About nine months into my relationship with Jessica, I found such a connection with Sarah, who even laughed out loud and frequently at my jokes, which of course is catnip for any man, especially a comedy writer. While my relationship with Jessica was pleasant, secure, and affectionate, the one with Sarah awakened my heart and energized my soul. There was real connection and heat.
I envisioned informing Jessica about Sarah, and Jessica responding, “Oh, thank god. This makes it that much easier for me to let you know about my budding relationship with Don, whom I met in my UCLA Extension ‘Advanced Survey of French Champagnes’ seminar.”
What I never anticipated was Jessica’s response when I told her: tears. I was stunned to discover that Jessica did not want me to leave. She was not dating anyone, nor had she even been looking to date anyone while we were together. Apparently, she had grown to love me and wanted me to stay.
I reminded her of our special agreement, which was the whole initial reason for us both having agreed to our dating arrangement, and, which I added, was her suggestion in the first place.
And then, Jessica surprised me again by sweetening the deal. She told me she had visions of us living together as a couple, travelling the world. She’d pay for everything and support my writing career. I could forget worrying about bills or a day job.
Oh, man! One woman tempts me with passion and laughter; the other with life-long financial security and international travel.
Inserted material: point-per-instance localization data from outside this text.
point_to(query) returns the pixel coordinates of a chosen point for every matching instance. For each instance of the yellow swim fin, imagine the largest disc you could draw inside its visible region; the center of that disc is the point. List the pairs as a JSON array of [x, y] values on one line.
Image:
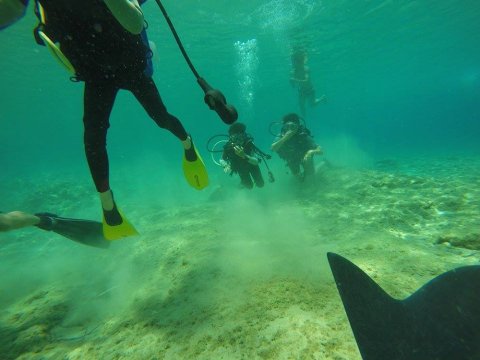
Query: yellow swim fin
[[116, 232], [194, 169]]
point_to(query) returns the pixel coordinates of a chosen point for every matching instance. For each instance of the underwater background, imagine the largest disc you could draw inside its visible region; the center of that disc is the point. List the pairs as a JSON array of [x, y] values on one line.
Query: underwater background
[[244, 275]]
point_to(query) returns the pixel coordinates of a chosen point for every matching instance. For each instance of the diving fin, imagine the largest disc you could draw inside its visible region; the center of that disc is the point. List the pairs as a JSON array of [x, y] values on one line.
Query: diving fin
[[194, 168], [440, 321], [116, 225], [86, 232]]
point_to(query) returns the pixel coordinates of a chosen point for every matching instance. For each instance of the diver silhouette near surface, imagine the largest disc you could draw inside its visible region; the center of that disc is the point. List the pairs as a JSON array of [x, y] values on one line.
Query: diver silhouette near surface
[[300, 78]]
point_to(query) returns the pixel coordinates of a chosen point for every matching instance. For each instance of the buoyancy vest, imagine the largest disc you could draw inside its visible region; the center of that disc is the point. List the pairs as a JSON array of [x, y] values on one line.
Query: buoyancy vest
[[92, 39]]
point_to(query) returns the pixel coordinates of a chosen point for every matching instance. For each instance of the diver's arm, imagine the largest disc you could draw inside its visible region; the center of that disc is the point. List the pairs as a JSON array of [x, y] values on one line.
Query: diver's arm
[[16, 220], [127, 13], [252, 159], [310, 153], [10, 11]]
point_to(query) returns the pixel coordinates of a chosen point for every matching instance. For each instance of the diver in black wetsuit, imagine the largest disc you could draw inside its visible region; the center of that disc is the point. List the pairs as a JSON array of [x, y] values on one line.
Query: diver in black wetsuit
[[296, 146], [103, 42], [239, 157]]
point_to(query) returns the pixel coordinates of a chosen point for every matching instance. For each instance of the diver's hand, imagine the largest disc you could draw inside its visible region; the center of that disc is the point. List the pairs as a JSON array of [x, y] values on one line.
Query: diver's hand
[[226, 167], [290, 133], [239, 151]]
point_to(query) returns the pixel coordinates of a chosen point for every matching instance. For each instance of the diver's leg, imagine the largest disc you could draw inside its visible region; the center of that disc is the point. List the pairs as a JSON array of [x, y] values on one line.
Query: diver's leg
[[98, 103], [257, 175], [245, 178], [295, 169], [301, 103], [309, 168], [148, 96]]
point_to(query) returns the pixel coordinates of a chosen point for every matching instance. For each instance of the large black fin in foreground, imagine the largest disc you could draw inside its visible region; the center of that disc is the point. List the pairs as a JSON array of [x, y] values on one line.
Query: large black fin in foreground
[[440, 321], [86, 232]]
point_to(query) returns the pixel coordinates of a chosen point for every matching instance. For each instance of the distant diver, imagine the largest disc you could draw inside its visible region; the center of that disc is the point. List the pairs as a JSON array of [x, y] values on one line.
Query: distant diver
[[440, 321], [296, 146], [241, 156], [104, 44], [85, 232], [300, 78]]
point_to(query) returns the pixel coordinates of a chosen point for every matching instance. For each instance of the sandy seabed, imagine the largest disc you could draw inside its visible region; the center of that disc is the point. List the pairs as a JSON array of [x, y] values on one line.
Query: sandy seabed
[[242, 276]]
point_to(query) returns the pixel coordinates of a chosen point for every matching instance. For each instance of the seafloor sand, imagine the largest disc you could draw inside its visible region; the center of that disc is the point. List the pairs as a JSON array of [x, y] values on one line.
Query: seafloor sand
[[243, 278]]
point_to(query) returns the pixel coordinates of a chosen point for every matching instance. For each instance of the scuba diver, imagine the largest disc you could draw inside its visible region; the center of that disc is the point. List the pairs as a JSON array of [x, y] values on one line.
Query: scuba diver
[[295, 145], [104, 45], [240, 157], [300, 78]]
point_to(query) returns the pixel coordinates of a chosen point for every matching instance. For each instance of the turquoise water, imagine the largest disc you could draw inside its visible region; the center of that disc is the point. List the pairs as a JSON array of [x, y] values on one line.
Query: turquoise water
[[402, 82], [398, 76]]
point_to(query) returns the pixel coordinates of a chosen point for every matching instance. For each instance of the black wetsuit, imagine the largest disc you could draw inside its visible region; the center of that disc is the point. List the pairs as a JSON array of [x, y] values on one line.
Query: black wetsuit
[[107, 58], [245, 170], [293, 151]]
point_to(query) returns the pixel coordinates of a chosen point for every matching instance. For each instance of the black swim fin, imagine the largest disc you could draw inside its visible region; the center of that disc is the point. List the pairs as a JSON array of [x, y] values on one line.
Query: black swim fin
[[216, 101], [86, 232], [440, 321]]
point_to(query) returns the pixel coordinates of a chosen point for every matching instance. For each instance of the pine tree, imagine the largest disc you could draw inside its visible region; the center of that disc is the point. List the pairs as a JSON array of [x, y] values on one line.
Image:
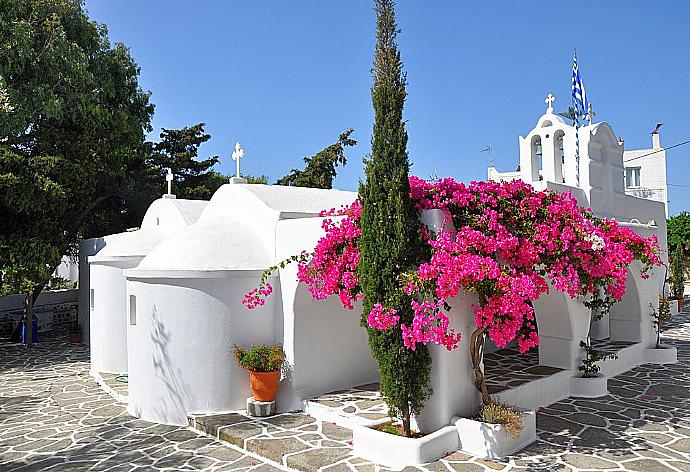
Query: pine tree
[[321, 168], [390, 242]]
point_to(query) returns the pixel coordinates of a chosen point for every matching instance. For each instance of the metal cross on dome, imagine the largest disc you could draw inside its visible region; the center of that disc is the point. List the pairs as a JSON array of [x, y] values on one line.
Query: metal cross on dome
[[590, 113], [169, 178], [549, 101], [238, 154]]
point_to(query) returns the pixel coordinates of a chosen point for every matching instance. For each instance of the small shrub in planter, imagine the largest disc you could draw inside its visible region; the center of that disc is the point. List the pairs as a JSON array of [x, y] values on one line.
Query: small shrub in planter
[[660, 317], [264, 364], [590, 383], [661, 353], [590, 364], [495, 413]]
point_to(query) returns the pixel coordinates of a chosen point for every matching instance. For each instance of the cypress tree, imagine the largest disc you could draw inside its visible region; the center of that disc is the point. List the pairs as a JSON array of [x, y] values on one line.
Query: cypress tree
[[391, 240]]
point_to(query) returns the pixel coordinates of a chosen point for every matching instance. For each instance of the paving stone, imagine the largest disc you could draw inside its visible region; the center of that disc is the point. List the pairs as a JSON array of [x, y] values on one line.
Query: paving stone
[[682, 445], [314, 459], [238, 433], [290, 421], [275, 449], [647, 465], [585, 461]]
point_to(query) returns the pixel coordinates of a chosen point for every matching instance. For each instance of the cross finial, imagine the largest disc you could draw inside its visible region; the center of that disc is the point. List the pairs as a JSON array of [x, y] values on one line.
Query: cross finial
[[169, 178], [238, 154], [549, 101], [590, 113]]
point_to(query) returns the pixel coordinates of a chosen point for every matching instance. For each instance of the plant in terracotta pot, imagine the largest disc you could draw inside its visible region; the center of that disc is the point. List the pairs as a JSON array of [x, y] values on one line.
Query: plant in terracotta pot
[[264, 364]]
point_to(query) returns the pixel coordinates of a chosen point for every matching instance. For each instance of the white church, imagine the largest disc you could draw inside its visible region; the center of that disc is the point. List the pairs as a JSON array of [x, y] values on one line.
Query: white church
[[164, 302]]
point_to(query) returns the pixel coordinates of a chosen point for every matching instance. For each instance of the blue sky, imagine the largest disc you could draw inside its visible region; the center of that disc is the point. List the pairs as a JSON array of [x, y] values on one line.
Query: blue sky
[[285, 78]]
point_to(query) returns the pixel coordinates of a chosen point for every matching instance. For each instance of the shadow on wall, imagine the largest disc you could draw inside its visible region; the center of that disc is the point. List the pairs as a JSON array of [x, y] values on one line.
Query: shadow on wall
[[177, 393]]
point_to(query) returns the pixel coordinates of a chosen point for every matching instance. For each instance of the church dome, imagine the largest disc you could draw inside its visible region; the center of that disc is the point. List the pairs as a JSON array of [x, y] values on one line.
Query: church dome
[[273, 201], [163, 218], [216, 246], [128, 245]]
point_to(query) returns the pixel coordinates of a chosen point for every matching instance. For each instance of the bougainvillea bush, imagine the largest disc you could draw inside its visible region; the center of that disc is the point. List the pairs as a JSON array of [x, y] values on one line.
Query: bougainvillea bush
[[510, 245]]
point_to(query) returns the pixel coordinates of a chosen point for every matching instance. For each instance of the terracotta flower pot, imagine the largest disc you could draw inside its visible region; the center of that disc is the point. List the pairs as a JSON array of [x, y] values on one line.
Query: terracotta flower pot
[[264, 385]]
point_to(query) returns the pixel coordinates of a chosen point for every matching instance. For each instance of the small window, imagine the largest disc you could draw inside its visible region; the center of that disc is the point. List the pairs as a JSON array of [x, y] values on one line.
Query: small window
[[132, 310], [632, 177]]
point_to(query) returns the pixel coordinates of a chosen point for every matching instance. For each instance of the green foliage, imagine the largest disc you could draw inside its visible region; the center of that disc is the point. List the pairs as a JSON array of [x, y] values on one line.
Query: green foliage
[[178, 150], [72, 125], [496, 413], [677, 275], [321, 168], [261, 358], [391, 243], [660, 317], [60, 283], [590, 364]]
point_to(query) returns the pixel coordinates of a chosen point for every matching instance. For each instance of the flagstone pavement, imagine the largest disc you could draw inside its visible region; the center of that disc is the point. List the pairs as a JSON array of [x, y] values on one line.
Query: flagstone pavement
[[54, 417]]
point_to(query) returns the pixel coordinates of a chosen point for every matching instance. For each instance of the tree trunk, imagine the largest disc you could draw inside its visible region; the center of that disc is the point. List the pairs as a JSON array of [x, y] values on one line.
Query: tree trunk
[[477, 353], [28, 318]]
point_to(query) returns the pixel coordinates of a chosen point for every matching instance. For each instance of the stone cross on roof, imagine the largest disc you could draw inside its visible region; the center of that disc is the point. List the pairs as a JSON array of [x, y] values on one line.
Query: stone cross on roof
[[549, 100], [238, 154]]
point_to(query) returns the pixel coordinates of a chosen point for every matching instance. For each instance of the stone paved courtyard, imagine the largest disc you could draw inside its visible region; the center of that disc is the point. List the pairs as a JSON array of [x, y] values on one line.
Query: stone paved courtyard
[[53, 416]]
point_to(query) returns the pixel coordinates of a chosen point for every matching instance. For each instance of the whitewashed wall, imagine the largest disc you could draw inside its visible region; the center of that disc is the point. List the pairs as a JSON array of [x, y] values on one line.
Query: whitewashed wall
[[180, 349]]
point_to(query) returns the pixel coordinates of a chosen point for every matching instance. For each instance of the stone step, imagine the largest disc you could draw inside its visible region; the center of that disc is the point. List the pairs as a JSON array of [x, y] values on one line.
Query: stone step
[[362, 405], [293, 440]]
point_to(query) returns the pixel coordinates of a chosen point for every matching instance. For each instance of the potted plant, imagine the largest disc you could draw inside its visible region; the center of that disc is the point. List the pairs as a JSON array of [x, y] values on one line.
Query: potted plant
[[677, 278], [74, 333], [264, 364], [661, 353], [590, 383]]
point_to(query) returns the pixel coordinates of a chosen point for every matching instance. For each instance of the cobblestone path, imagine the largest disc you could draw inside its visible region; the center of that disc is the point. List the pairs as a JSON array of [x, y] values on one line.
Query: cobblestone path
[[54, 417], [642, 425]]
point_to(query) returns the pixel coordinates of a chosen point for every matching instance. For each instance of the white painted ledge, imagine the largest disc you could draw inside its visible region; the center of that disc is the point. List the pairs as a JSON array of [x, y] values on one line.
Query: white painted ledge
[[397, 451], [491, 441], [589, 387], [666, 354]]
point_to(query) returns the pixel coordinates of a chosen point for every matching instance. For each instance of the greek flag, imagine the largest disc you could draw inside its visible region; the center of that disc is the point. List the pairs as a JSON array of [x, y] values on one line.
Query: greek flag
[[580, 103]]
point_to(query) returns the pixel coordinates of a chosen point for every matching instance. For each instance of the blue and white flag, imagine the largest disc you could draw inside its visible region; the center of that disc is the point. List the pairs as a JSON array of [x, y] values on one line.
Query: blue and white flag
[[580, 103]]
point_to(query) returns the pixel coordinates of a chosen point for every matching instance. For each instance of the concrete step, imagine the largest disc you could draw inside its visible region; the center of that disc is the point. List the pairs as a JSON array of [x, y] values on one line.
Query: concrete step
[[295, 441], [362, 405]]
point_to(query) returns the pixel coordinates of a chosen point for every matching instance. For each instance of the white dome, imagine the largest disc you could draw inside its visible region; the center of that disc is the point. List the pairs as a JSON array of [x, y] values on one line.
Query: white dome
[[163, 218], [221, 244], [275, 201], [170, 214], [128, 245]]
Isn’t there some mad scientist who could breed them together and create one cloned woman who had it all — a financially secure, passionate, emotional laugher? Paging Dr. Frankenstein!
I had visions of my future life with Jessica. We’d be in some charming little flat in Paris. I’d be working on my Great American Novel while she read the works of Victor Hugo on the sofa. Occasionally, I’d look out the window at the moon coming up over the Eiffel Tower. Off in the distance, a street musician played “La Vie en Rose” on the accordion. We’d wander down to dinner at one of Paris’s intriguing cafes in the Latin Quarter. Jessica would teach me about Pinot Noirs and adjust my beret to the perfect angle. As we enjoyed our four-star meal, we’d plan our next vacation to Rome. Rent? Job search? Credit card late payment fees? Things of the past! My main job would be to love Jessica. It didn’t take a genius to see the appeal.
Visions of my future life with Sarah appeared next. Earning a living would be a challenge for both of us. We’d travel and take trips, but they’d mostly be in the Los Angeles area, and if we did go abroad, our lodging and dining choices would certainly not be at the same level as those with Jessica. I could still be a writer, but the writing would have to be done at night and on weekends, wedged in around my day job to pay the bills. And yet, there was no denying that with Sarah, I’d have what I wanted even more than financial security and luxurious European trips — non-stop, passionate, full-throttle love and laughter. And there it was. I decided that those were the things I didn’t want to live without, couldn’t live without.
Do I have regrets these days? Honestly, yes, from time to time. Especially when things get tight financially. But those regrets become short-lived when I consider Sarah’s priceless laughter, love, and passion. At any income level, that’s the only kind of match made in true romantic partner heaven. Cue “La Vie en Rose” as Sarah and I slow dance under a streetlight, and she adjusts my Canter’s Deli baseball cap to the perfect angle, in the romantic Fairfax District of Los Angeles.